In mathematics, an unfoldable cardinal is a certain kind of large cardinal number.

Formally, a cardinal number κ is λ-unfoldable if and only if for every transitive model M of cardinality κ of ZFC-minus-power set such that κ is in M and M contains all its sequences of length less than κ, there is a non-trivial elementary embedding j of M into a transitive model with the critical point of j being κ and j(κ) ≥ λ.

A cardinal is unfoldable if and only if it is an λ-unfoldable for all ordinals λ.

A cardinal number κ is strongly λ-unfoldable if and only if for every transitive model M of cardinality κ of ZFC-minus-power set such that κ is in M and M contains all its sequences of length less than κ, there is a non-trivial elementary embedding j of M into a transitive model "N" with the critical point of j being κ, j(κ) ≥ λ, and V_{λ} is a subset of N. Without loss of generality, we can demand also that N contains all its sequences of length λ.

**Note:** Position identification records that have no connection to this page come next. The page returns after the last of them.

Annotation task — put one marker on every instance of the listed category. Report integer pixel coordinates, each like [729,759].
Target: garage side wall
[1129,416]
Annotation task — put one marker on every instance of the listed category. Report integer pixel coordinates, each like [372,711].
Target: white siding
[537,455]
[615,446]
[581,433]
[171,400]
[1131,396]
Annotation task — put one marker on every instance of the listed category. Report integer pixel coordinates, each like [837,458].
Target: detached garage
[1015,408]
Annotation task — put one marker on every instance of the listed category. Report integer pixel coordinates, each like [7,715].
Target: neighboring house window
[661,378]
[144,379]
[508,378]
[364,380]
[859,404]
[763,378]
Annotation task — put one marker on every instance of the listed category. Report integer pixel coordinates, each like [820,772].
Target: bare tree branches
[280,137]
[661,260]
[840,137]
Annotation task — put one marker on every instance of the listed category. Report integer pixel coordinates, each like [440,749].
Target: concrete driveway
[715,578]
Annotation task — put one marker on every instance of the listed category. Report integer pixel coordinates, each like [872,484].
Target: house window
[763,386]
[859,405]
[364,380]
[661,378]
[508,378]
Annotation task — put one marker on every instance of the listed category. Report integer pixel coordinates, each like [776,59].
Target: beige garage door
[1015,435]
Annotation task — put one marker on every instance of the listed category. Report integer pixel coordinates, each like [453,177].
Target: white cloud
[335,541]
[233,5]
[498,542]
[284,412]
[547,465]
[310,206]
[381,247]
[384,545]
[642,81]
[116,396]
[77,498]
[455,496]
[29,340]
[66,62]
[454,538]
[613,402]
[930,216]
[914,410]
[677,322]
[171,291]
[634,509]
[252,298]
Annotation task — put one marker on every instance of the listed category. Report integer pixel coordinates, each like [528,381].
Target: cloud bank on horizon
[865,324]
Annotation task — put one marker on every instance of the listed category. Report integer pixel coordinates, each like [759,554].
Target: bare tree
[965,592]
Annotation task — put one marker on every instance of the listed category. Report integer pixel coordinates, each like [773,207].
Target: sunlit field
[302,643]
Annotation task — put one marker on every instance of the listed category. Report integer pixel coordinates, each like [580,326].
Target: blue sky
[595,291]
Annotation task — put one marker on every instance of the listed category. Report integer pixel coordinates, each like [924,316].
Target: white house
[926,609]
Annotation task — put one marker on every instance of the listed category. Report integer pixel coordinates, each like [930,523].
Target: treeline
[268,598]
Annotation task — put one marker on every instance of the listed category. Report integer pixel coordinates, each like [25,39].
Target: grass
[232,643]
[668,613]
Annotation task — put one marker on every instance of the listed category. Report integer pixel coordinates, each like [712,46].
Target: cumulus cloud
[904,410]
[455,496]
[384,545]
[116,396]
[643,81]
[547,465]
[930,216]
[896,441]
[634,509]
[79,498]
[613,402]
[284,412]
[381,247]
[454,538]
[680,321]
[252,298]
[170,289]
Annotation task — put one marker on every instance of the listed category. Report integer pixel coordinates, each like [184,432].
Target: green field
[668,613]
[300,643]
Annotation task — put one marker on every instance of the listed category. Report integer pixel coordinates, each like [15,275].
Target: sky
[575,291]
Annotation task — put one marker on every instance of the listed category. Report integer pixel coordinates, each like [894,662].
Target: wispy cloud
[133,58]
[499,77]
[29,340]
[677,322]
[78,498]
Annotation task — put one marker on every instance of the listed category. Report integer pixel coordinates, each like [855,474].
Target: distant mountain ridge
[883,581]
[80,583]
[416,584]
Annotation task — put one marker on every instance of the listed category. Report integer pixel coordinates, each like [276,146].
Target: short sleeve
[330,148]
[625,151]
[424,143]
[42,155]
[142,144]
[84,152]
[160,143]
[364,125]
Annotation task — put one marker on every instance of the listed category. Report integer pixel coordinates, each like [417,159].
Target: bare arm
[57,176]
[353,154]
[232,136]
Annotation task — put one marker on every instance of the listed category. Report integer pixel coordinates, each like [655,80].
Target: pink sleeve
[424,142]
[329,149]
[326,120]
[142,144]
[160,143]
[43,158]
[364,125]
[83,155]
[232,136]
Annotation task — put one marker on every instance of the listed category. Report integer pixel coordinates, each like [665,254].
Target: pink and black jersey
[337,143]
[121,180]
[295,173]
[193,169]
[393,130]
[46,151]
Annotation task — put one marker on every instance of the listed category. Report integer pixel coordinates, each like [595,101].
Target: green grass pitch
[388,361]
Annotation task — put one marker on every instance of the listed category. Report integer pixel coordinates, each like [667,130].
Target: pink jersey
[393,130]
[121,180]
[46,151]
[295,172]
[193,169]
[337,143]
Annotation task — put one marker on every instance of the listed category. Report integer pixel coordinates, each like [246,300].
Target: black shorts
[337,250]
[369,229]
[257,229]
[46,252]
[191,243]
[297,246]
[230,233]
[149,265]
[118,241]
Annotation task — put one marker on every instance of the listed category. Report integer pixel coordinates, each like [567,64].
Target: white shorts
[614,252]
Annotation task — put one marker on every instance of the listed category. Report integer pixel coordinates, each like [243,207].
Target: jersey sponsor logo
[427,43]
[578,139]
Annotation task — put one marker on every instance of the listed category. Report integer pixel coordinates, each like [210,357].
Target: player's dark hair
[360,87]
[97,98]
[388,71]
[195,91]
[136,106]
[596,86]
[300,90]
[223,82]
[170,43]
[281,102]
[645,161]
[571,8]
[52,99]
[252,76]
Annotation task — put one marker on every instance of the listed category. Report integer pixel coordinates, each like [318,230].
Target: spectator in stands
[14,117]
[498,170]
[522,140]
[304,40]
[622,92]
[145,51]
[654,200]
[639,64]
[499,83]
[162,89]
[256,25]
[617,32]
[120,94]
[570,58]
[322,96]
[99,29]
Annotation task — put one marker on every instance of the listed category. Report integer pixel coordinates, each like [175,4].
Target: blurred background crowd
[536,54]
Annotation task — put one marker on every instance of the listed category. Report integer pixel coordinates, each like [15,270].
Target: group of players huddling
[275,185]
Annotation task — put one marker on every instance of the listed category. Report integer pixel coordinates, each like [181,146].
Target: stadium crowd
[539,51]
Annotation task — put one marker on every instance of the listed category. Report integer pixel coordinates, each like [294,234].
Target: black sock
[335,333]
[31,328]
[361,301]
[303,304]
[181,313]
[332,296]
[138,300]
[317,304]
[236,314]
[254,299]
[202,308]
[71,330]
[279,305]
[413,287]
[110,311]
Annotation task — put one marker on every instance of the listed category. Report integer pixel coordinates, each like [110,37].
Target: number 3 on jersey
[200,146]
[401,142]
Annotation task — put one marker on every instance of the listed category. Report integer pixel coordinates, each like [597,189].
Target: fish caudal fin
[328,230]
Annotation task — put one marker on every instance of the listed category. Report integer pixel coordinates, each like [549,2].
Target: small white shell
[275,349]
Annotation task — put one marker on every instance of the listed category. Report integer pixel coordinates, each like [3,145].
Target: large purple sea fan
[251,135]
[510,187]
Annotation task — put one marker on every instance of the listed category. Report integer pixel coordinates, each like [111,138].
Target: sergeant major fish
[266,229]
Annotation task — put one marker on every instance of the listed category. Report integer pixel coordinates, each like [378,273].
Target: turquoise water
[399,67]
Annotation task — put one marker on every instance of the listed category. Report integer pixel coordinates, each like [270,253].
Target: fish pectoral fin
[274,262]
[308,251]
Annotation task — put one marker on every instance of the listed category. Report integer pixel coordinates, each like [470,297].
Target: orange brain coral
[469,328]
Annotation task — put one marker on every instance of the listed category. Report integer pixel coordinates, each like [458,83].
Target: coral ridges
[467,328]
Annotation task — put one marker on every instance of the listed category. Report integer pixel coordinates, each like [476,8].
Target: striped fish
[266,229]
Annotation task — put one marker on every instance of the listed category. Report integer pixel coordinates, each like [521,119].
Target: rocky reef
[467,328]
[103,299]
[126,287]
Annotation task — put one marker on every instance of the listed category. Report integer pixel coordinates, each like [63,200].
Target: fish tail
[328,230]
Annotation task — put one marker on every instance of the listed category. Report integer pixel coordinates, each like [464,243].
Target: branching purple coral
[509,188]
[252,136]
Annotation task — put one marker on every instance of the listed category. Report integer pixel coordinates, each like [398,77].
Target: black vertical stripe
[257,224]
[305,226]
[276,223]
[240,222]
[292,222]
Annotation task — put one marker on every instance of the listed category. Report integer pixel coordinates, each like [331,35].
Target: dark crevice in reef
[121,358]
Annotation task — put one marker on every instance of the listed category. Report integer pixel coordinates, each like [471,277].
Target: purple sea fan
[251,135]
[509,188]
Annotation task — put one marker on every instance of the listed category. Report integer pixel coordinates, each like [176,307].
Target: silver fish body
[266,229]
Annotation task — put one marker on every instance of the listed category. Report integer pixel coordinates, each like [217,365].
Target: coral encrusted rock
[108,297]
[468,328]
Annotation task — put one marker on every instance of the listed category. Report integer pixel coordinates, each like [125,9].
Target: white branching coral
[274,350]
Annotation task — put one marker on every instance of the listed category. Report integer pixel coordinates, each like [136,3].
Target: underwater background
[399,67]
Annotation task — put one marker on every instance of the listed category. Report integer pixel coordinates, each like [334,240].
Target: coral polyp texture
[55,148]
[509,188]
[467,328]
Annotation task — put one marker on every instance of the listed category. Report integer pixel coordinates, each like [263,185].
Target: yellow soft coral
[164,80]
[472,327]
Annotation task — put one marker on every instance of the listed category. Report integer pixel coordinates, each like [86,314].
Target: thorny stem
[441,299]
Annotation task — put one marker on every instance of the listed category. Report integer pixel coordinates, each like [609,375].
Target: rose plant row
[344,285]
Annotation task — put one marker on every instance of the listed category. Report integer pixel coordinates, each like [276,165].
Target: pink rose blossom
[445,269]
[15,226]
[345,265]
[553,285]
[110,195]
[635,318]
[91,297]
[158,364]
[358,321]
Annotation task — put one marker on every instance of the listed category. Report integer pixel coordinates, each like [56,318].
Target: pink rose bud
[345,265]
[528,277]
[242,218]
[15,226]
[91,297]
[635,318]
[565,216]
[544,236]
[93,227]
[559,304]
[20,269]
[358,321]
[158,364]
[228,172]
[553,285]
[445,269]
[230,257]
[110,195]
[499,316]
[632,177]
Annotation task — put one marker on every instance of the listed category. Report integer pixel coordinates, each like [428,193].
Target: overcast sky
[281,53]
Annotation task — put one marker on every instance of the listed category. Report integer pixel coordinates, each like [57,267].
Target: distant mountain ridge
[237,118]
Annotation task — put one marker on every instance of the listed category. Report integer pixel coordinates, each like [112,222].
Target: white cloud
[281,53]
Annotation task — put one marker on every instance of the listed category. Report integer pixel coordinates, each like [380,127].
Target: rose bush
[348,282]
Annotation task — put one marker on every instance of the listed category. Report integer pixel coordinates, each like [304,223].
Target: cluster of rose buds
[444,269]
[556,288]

Likewise, a cardinal is strongly unfoldable if and only if it is strongly λ-unfoldable for all λ.

These properties are essentially weaker versions of strong and supercompact cardinals, consistent with V = L. Many theorems related to these cardinals have generalizations to their unfoldable or strongly unfoldable counterparts. For example, the existence of a strongly unfoldable implies the consistency of a slightly weaker version of the proper forcing axiom.

==Relations between large cardinal properties==
Assuming V = L, the least unfoldable cardinal is greater than the least indescribable cardinal.^{p.14} Assuming a Ramsey cardinal exists, it is less than the least Ramsey cardinal.^{p.3}

A Ramsey cardinal is unfoldable and will be strongly unfoldable in L. It may fail to be strongly unfoldable in V, however.

In L, any unfoldable cardinal is strongly unfoldable; thus unfoldable and strongly unfoldable have the same consistency strength.

A cardinal k is κ-strongly unfoldable, and κ-unfoldable, if and only if it is weakly compact. A κ+ω-unfoldable cardinal is indescribable and preceded by a stationary set of totally indescribable cardinals.